We fix $i$. We have:
- $PS\subset Q_i$.
- $\alpha_{ij}\in Q_i$ for $j\geq 2$
- $\alpha_{ih}\in Q_i$ for $h\neq i$.
Therefore $\sum_{k=1}^{f_i}r_{i1k}\alpha_{i1}\beta_{ik}\equiv 0\pmod {Q_i}$ and since $\alpha_{i1}\not\in Q_i$, then $Q_i$ being prime allows us to conclude that $\sum_{k=1}^{f_i}r_{i1k}\beta_{ik}\equiv 0\pmod {Q_i}$. By the definition of the $\beta_{ik}$ we have $r_{i1k}\in P$ for every $i$ and $k$ (because $i$ was arbitrary).
I do not know how to continue. The previous argument suggests to keep fixing $i$ and proving the asserion by induction on $j$. The base step was the previous one.

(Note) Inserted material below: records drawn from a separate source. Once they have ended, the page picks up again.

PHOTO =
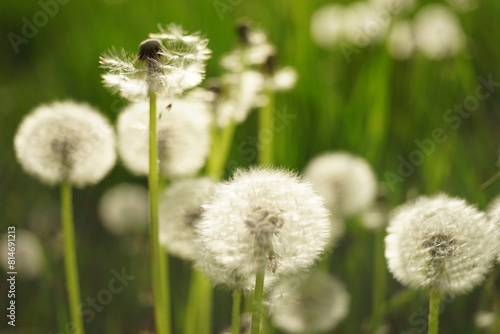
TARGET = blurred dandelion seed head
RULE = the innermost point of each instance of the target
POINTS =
(183, 136)
(66, 141)
(440, 242)
(307, 303)
(290, 220)
(181, 208)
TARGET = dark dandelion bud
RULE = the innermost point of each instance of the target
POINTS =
(150, 49)
(243, 32)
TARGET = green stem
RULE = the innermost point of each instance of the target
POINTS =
(434, 300)
(158, 267)
(70, 258)
(221, 144)
(380, 281)
(266, 132)
(257, 301)
(235, 319)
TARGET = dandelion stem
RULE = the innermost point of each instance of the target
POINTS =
(70, 257)
(379, 282)
(434, 300)
(221, 144)
(235, 319)
(158, 265)
(257, 301)
(266, 122)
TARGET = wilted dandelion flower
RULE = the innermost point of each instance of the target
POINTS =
(169, 63)
(124, 209)
(308, 303)
(438, 33)
(66, 141)
(183, 136)
(29, 254)
(346, 182)
(262, 220)
(180, 211)
(440, 243)
(400, 41)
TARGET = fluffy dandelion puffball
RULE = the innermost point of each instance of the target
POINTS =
(29, 254)
(183, 136)
(180, 212)
(66, 141)
(438, 33)
(441, 243)
(262, 220)
(124, 209)
(347, 182)
(308, 303)
(169, 63)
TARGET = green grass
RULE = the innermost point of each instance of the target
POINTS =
(372, 106)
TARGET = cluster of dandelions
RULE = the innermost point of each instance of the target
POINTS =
(435, 30)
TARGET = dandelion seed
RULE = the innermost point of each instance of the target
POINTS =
(168, 63)
(29, 254)
(124, 209)
(183, 136)
(180, 212)
(66, 141)
(438, 33)
(308, 303)
(346, 182)
(440, 243)
(400, 41)
(262, 218)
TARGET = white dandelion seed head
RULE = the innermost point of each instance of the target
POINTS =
(347, 182)
(66, 141)
(463, 6)
(178, 64)
(438, 33)
(308, 303)
(124, 209)
(394, 6)
(283, 79)
(180, 211)
(183, 136)
(400, 41)
(29, 254)
(262, 212)
(440, 243)
(241, 92)
(327, 27)
(484, 319)
(364, 24)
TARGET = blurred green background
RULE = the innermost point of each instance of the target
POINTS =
(371, 106)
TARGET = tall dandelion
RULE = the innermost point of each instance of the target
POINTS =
(441, 244)
(71, 144)
(261, 225)
(167, 64)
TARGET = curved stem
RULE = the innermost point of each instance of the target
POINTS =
(71, 267)
(235, 318)
(434, 300)
(158, 267)
(266, 132)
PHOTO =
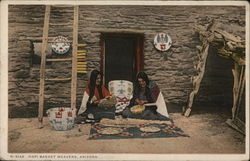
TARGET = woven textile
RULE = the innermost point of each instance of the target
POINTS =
(99, 131)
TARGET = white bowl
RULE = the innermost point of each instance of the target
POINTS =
(61, 118)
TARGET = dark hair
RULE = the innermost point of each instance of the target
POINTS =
(143, 76)
(136, 91)
(92, 83)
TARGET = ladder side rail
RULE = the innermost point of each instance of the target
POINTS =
(74, 57)
(43, 63)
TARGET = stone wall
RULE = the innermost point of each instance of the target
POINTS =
(172, 70)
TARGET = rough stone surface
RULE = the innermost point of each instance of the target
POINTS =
(172, 70)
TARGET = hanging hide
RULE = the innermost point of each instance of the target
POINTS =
(230, 47)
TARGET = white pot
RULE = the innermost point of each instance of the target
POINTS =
(61, 118)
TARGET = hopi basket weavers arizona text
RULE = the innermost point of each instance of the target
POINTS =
(99, 131)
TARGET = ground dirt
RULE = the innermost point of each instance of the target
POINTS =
(207, 130)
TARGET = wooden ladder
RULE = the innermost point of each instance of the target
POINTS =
(44, 60)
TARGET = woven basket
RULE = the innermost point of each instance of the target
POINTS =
(61, 118)
(138, 109)
(108, 102)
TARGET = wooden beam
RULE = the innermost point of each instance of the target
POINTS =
(74, 58)
(58, 79)
(43, 63)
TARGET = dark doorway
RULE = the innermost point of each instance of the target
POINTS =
(122, 56)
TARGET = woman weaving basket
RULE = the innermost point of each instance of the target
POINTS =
(145, 93)
(97, 102)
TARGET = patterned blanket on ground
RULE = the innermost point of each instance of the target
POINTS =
(130, 129)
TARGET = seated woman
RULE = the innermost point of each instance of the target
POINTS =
(95, 93)
(145, 92)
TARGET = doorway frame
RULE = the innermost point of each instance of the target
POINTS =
(139, 51)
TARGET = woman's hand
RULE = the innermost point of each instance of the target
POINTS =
(141, 102)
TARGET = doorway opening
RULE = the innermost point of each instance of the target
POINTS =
(121, 56)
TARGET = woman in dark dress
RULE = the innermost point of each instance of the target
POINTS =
(96, 93)
(145, 91)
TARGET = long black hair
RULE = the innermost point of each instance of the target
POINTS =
(137, 87)
(92, 84)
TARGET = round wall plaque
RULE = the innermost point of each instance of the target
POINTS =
(60, 45)
(162, 41)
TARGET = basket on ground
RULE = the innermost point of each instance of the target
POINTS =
(61, 118)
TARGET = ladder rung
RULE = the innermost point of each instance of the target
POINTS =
(61, 6)
(65, 59)
(58, 79)
(81, 57)
(82, 71)
(60, 24)
(79, 63)
(81, 51)
(51, 41)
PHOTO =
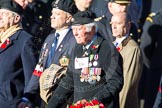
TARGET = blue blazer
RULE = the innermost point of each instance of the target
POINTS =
(17, 62)
(64, 49)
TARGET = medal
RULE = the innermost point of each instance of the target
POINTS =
(81, 79)
(85, 71)
(96, 57)
(90, 64)
(95, 63)
(60, 49)
(64, 61)
(98, 78)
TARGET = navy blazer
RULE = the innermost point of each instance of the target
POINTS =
(64, 49)
(106, 90)
(17, 62)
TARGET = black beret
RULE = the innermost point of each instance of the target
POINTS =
(83, 17)
(65, 5)
(10, 5)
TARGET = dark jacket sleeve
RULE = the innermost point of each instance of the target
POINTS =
(112, 66)
(158, 101)
(63, 91)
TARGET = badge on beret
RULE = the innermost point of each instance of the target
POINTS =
(64, 61)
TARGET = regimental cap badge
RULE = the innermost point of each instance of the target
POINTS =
(64, 61)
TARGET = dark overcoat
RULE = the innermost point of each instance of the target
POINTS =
(64, 49)
(106, 90)
(17, 62)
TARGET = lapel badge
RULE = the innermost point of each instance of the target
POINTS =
(64, 61)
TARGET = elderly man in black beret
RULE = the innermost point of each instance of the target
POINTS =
(17, 56)
(95, 70)
(57, 45)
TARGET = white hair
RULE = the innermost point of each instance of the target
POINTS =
(90, 25)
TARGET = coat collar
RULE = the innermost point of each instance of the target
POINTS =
(9, 41)
(123, 44)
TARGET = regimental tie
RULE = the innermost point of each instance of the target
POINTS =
(52, 50)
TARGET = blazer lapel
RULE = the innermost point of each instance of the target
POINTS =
(9, 42)
(49, 43)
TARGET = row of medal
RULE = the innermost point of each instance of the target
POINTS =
(91, 74)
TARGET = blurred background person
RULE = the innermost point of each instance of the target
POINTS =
(35, 19)
(158, 101)
(17, 56)
(151, 47)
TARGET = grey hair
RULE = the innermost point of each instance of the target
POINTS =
(90, 25)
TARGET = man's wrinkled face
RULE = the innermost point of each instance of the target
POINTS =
(6, 18)
(80, 34)
(115, 7)
(23, 3)
(119, 26)
(58, 18)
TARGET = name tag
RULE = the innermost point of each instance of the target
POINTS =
(81, 62)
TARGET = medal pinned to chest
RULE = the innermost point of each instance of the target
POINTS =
(89, 68)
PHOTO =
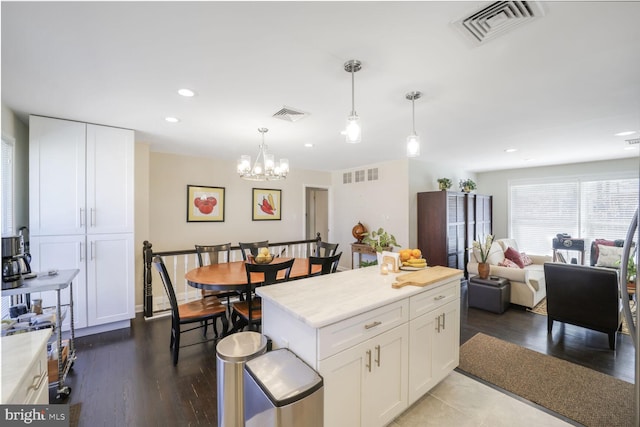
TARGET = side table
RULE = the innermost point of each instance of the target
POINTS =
(492, 294)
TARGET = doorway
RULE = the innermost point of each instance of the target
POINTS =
(317, 212)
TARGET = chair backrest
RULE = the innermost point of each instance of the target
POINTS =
(214, 253)
(252, 247)
(324, 249)
(168, 286)
(270, 271)
(329, 264)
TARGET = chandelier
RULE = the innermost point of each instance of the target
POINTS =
(264, 168)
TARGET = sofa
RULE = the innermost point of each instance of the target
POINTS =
(584, 296)
(527, 283)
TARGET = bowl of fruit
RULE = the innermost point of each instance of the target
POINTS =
(411, 259)
(263, 257)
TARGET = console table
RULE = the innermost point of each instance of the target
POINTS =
(361, 248)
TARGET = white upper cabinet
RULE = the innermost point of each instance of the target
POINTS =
(81, 178)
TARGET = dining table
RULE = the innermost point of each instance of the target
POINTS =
(228, 276)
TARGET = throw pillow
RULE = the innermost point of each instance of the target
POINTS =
(609, 256)
(514, 256)
(508, 263)
(526, 260)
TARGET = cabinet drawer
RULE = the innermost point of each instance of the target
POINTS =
(342, 335)
(433, 298)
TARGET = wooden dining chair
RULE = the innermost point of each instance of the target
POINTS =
(329, 264)
(210, 254)
(200, 311)
(324, 249)
(252, 247)
(249, 312)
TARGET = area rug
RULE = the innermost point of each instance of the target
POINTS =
(591, 398)
(541, 308)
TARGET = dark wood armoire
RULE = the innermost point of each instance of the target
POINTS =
(449, 222)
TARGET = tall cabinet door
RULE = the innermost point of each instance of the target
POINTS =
(56, 176)
(110, 169)
(110, 288)
(63, 253)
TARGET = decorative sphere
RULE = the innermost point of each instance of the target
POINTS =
(358, 232)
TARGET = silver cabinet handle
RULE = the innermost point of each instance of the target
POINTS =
(372, 325)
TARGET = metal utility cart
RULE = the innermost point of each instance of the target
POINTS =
(55, 281)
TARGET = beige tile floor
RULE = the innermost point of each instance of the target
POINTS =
(460, 401)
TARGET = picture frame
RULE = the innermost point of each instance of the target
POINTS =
(205, 204)
(266, 204)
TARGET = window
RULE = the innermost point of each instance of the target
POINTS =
(584, 207)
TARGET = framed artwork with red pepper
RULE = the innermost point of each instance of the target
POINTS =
(267, 204)
(205, 204)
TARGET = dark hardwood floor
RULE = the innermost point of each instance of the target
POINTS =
(126, 378)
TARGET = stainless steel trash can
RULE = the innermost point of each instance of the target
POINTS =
(282, 390)
(232, 352)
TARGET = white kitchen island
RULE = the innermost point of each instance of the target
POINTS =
(378, 349)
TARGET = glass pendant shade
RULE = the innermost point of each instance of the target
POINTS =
(413, 146)
(353, 133)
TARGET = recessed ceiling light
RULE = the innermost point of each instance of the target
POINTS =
(186, 92)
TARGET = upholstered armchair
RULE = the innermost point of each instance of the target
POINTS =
(527, 283)
(584, 296)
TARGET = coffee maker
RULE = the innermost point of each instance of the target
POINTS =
(15, 262)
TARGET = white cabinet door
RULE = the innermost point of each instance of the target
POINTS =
(110, 157)
(56, 176)
(110, 288)
(366, 385)
(62, 253)
(385, 383)
(434, 348)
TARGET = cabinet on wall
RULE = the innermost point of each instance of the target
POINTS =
(448, 222)
(81, 213)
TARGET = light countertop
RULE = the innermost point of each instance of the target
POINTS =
(323, 300)
(17, 353)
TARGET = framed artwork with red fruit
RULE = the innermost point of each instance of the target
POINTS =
(267, 204)
(205, 204)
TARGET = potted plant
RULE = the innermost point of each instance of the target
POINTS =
(380, 240)
(467, 185)
(444, 183)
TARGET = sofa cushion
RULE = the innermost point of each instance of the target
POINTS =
(609, 256)
(513, 255)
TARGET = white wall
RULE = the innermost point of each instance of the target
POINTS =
(496, 183)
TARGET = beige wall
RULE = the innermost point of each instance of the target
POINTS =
(12, 127)
(496, 183)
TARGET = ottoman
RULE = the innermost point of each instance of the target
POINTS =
(492, 294)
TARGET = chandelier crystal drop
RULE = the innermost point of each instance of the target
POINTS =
(264, 168)
(413, 140)
(353, 131)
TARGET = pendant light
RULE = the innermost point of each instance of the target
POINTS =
(413, 140)
(264, 168)
(353, 132)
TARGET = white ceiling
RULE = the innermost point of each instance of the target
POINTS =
(557, 88)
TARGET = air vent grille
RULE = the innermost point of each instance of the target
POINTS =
(497, 18)
(290, 114)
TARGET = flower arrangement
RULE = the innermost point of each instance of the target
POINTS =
(444, 183)
(467, 185)
(483, 249)
(380, 240)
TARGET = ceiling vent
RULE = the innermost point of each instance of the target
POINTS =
(290, 114)
(497, 18)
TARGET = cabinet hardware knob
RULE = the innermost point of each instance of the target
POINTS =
(373, 325)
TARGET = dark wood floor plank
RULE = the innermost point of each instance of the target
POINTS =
(127, 378)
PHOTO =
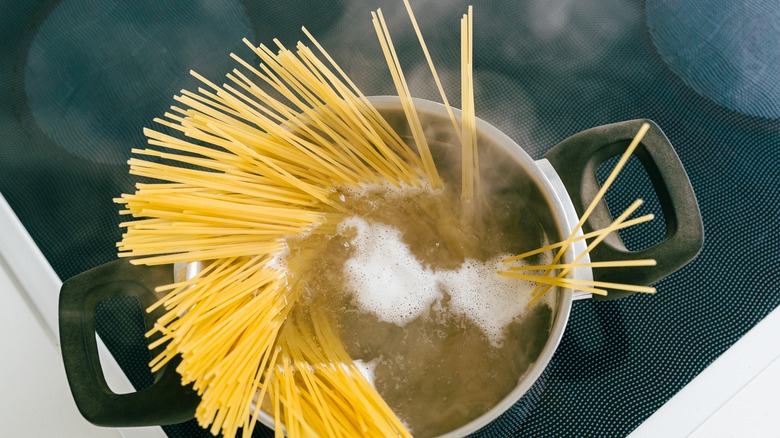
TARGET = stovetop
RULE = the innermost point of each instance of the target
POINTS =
(79, 79)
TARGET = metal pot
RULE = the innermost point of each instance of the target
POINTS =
(562, 185)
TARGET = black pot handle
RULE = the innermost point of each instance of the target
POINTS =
(166, 401)
(576, 160)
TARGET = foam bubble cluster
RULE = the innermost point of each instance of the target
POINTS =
(384, 275)
(388, 281)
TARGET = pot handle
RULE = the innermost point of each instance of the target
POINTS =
(166, 401)
(576, 160)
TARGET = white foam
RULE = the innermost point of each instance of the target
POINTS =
(489, 300)
(384, 275)
(389, 282)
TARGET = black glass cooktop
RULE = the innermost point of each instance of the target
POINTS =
(79, 79)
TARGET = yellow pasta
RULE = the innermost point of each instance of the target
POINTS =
(243, 166)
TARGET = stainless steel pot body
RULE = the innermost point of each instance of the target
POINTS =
(561, 185)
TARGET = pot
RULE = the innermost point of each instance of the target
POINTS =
(561, 186)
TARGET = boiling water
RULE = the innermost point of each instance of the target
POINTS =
(414, 292)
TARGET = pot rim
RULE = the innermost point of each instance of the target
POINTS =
(566, 218)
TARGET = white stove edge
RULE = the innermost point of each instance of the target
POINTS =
(36, 278)
(746, 363)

So, suppose that $r_{ijk}\in P$ for every $1\leq j\leq m-1< e_i$. We have:
- $PS\subset Q_i^m$
- $\alpha_{ij}\in Q_i^m$ for every $j\geq m+1$
- $\alpha_{ih}\in Q_i^m$ for $i\neq h$
Therefore we have $\sum_{j=1}^{m}\sum_{k=1}^{f_i}r_{ijk}\alpha_{ij}\beta_{ik}\equiv 0\pmod {Q_i^m}$. Now, by induction, we can drop the $j<m$ since $P\subset PS\subset Q_i^m$, and now $\sum_{k=1}^{f_i}r_{imk}\alpha_{im}\beta_{ik}\equiv 0\pmod {Q_i^m}$
And at this step I got stuck. We know that $\alpha_{im}\not\in Q_i^m$, but $Q_i^m$ is not a prime ideal, therefore we cannot drop $\alpha_{im}$ as we did previously on the base step. Even if we could, the $\beta_{ik}$ are not defined in terms of an independence mod $Q_i^m$ but on an independence mod $Q_i$. What should I do?
I think I have arrived to a possible solution (correct me if I am wrong).
Clearly it suffices to show that $r:=\sum_{k=1}^{f_i}r_{imk}\beta_{ik}\equiv 0\pmod {Q_i}$. We know that $\alpha_{im}r\in Q_i^{m}$ and by the definition of $\alpha_{im}$, it belongs to $Q_i^{m-1}$ but not to $Q_i^m$. Therefore the prime decomposition of the ideal $\left (\alpha_{im}\right )$ can be written as $Q_i^{m-1}A$ with $A$ an ideal not divisible by $Q_i$. Since $Q_i^m\mid \left (\alpha_{im}r\right )=Q_i^{m-1}A\left (r\right )$, then $Q_i\mid \left (r\right )$, therefore $r\in Q_i$ and we are done.